Quote:
Originally Posted by bobman0330
It's fascinating to watch you try to thread the needle between not wanting to come off as a joyless scold, but also having Opinions about the Proper Socialist Observance of Harvest and Solstice Festivals.
I mean, it's obviously a hopeless endeavor, but it's interesting to watch you try.
I am genuine when I say that it is proper for the left to criticize consumer orgies like Black Friday and that much of what passes for modern festivities are in fact themselves made increasingly joyless, stressful and driven entirely by marketing. But that the left should not go so far as to be seen as scolds, yes.
I actually think you can thread the needle; there's no reason for people to be racking up tons of consumer debt to celebrate Christmas, that's all stress that's been placed on people by capitalists and we should encourage people to target their blame appropriately onto manipulative marketers and retailers.
However, we should be extremely careful about not being seen as joyless. The canonical example would be something like American Thanksgiving. This presents a standard trap for the left, as it's something everyone loves and is otherwise desirable (leisure time, family time, sharing a meal, not doing much of anything).

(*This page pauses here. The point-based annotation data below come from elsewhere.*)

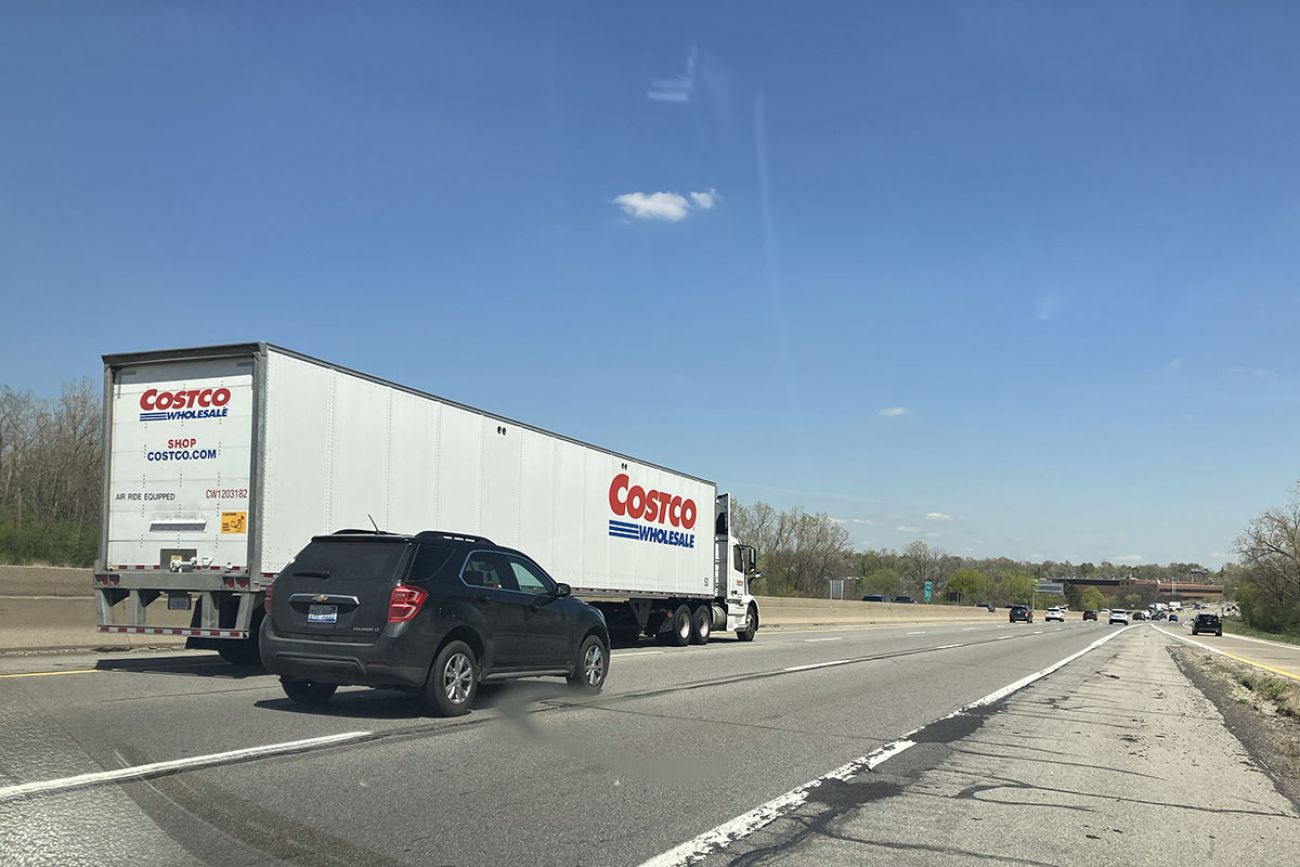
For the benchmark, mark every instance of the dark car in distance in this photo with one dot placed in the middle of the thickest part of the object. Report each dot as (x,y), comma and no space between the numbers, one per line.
(1208,623)
(433,614)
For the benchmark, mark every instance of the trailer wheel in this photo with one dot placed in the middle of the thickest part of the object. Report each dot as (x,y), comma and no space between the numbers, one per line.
(307,692)
(701,624)
(680,633)
(245,651)
(750,628)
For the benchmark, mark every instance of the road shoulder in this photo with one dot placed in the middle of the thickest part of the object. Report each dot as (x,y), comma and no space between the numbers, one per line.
(1087,766)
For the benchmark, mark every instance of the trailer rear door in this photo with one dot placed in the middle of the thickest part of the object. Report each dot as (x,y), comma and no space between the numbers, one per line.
(181,464)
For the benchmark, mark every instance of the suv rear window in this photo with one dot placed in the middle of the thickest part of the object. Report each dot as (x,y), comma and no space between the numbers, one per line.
(350,560)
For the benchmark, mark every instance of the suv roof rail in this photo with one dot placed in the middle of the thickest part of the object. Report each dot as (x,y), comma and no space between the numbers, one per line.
(454,537)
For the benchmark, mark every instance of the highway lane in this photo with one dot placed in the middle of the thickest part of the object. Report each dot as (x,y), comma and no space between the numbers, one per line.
(1275,657)
(680,741)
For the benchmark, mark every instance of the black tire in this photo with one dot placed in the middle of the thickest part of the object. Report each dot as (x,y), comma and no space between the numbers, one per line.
(701,624)
(453,680)
(679,634)
(750,628)
(307,692)
(592,666)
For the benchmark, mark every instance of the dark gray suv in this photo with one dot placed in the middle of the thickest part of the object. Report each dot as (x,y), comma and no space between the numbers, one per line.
(432,614)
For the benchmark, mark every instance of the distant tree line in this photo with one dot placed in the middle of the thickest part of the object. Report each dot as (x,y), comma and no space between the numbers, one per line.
(50,475)
(1266,581)
(800,553)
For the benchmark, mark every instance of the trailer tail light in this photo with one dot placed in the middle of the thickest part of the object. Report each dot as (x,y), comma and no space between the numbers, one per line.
(404,603)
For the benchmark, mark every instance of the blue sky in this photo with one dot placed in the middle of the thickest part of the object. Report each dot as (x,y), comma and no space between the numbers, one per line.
(1061,238)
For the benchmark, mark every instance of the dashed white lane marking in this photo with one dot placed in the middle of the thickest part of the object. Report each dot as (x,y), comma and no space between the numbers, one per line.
(724,835)
(143,771)
(833,662)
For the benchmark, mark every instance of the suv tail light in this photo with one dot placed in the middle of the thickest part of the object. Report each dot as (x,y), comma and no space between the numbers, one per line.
(404,603)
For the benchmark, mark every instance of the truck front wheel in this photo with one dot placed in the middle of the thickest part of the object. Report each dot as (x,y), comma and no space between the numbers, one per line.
(679,633)
(701,624)
(750,628)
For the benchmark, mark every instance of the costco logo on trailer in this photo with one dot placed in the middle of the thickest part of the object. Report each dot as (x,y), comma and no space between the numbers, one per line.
(186,403)
(658,510)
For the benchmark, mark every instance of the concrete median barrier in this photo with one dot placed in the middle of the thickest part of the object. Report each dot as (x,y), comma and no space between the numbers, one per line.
(785,611)
(48,607)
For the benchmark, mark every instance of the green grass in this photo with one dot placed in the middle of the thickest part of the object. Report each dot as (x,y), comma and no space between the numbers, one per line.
(1234,625)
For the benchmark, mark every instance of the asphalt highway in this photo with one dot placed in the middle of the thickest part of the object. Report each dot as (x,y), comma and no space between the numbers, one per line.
(681,741)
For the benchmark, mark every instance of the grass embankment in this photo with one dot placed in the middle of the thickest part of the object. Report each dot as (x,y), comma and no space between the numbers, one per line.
(1269,693)
(1235,627)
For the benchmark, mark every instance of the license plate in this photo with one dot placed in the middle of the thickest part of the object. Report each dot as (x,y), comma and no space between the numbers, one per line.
(323,614)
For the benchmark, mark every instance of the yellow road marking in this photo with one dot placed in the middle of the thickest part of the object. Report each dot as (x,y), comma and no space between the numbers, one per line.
(51,673)
(1223,653)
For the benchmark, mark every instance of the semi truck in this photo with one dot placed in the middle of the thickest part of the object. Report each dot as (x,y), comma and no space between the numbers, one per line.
(222,462)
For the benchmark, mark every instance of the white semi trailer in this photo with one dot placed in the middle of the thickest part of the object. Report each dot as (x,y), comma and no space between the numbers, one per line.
(220,464)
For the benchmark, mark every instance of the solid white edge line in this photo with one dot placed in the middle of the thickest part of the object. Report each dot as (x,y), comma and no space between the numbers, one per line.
(748,823)
(833,662)
(724,835)
(142,771)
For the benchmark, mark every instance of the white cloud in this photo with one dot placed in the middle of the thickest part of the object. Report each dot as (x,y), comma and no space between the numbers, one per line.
(705,200)
(654,206)
(664,206)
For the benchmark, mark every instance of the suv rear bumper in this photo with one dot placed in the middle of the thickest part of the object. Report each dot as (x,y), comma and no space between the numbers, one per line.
(382,663)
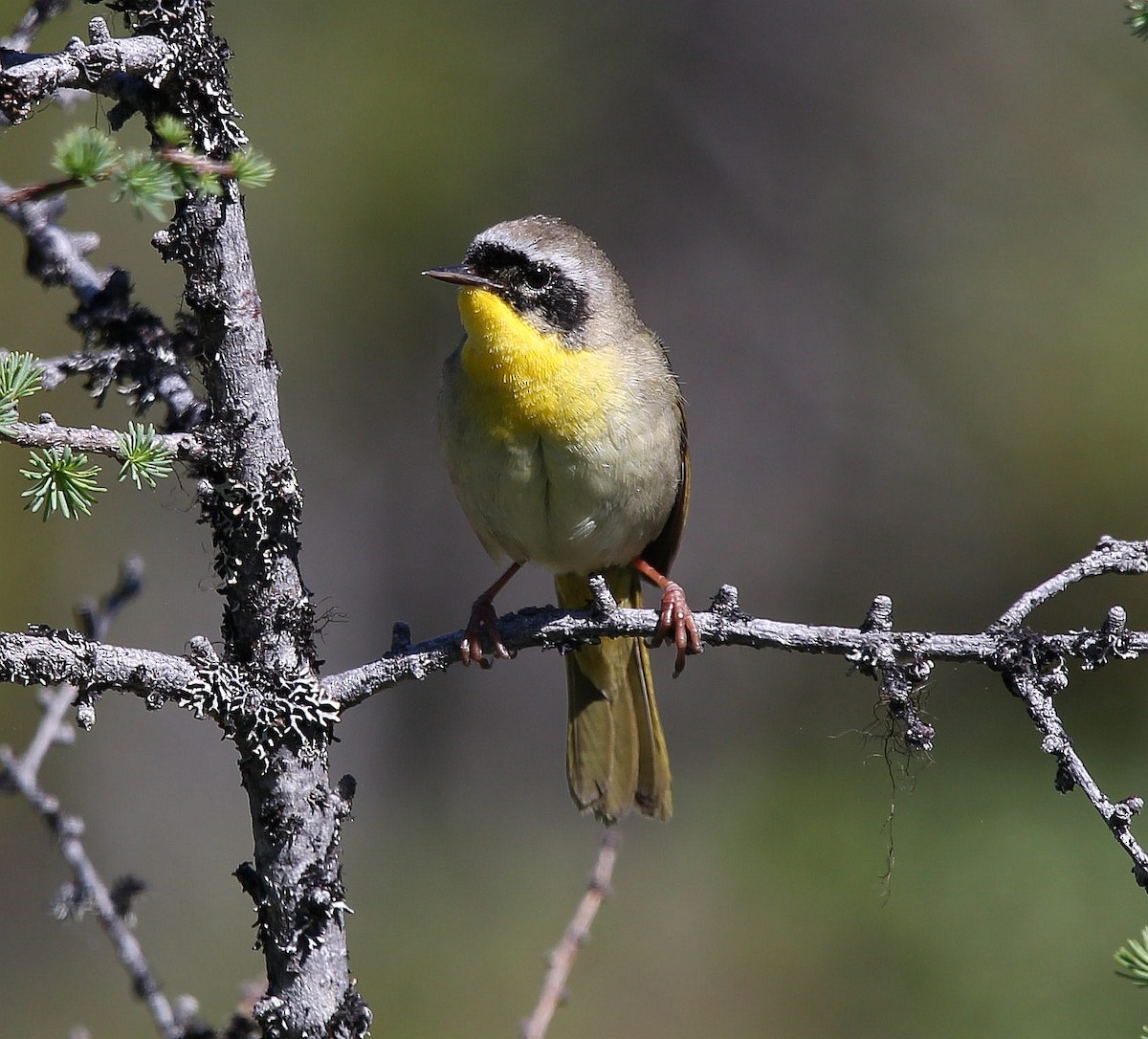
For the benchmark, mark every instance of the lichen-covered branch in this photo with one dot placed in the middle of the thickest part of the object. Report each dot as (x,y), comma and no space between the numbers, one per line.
(106,66)
(46,433)
(126,345)
(1033,665)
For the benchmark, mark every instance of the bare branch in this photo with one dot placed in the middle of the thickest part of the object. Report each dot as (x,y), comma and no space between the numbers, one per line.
(21,775)
(139,354)
(68,831)
(562,958)
(1033,665)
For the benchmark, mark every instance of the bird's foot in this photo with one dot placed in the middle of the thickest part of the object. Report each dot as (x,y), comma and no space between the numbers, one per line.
(675,620)
(483,623)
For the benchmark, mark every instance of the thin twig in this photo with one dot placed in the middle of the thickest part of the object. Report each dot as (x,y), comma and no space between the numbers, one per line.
(562,958)
(95,440)
(21,774)
(32,23)
(68,830)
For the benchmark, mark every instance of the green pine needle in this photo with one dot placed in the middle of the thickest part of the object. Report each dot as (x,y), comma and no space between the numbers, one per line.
(1137,18)
(62,481)
(20,377)
(1134,960)
(171,131)
(148,184)
(252,169)
(86,155)
(146,458)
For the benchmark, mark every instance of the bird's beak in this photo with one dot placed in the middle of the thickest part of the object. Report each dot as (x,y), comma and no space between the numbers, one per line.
(460,275)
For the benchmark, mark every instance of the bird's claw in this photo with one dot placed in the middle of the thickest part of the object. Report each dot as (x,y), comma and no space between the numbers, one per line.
(483,623)
(675,619)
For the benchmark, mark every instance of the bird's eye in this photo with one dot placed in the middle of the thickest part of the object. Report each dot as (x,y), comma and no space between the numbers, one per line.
(538,276)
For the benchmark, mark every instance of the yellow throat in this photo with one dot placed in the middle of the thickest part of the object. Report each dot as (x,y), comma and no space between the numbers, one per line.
(528,379)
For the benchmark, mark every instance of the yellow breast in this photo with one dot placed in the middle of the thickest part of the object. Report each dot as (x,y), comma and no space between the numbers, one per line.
(528,382)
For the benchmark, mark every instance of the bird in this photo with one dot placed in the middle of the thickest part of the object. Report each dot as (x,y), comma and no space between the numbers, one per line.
(563,428)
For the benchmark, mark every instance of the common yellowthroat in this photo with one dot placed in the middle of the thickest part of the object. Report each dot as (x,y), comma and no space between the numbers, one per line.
(563,431)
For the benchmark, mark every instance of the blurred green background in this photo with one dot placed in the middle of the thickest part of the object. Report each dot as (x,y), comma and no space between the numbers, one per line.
(898,253)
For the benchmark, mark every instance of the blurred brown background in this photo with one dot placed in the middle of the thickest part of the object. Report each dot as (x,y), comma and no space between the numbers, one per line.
(898,252)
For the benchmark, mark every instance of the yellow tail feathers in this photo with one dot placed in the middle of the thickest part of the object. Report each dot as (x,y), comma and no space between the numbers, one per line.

There's no real reason to destroy the day for normal people, who just want to get out of work for a while and **** around and eat and leave stresses behind for a while, good on them.
Some on the left are correct to point out, for instance, that the proper historical reading of Thanksgiving can only be seen as settler colonists triumphing over the environment and whitewashing hundreds of years of deplorable treatment and theft of natives by colonists with some entirely contrived feel-good story that actually hijacks a sort of socialist aesthetic to shield a far more unpleasant reality.
If we have to use that day as an opportunity to discuss it, the left should gently and quietly remind everyone that the true spirit of Thanksgiving is found in the narrative arc, much of it fantasy, of the indigenous people and recently arrived immigrants sharing in the bounty of the land together, and that the reality was tainted by voracious capitalists and their thirst for land and resources, but then otherwise let normal people just enjoy their day off and a meal with friends and family. Thanksgiving = good, leisure time = good, and standard narrative yarns about colonial Thanksgivings are fictional but aspirational, god bless and amen.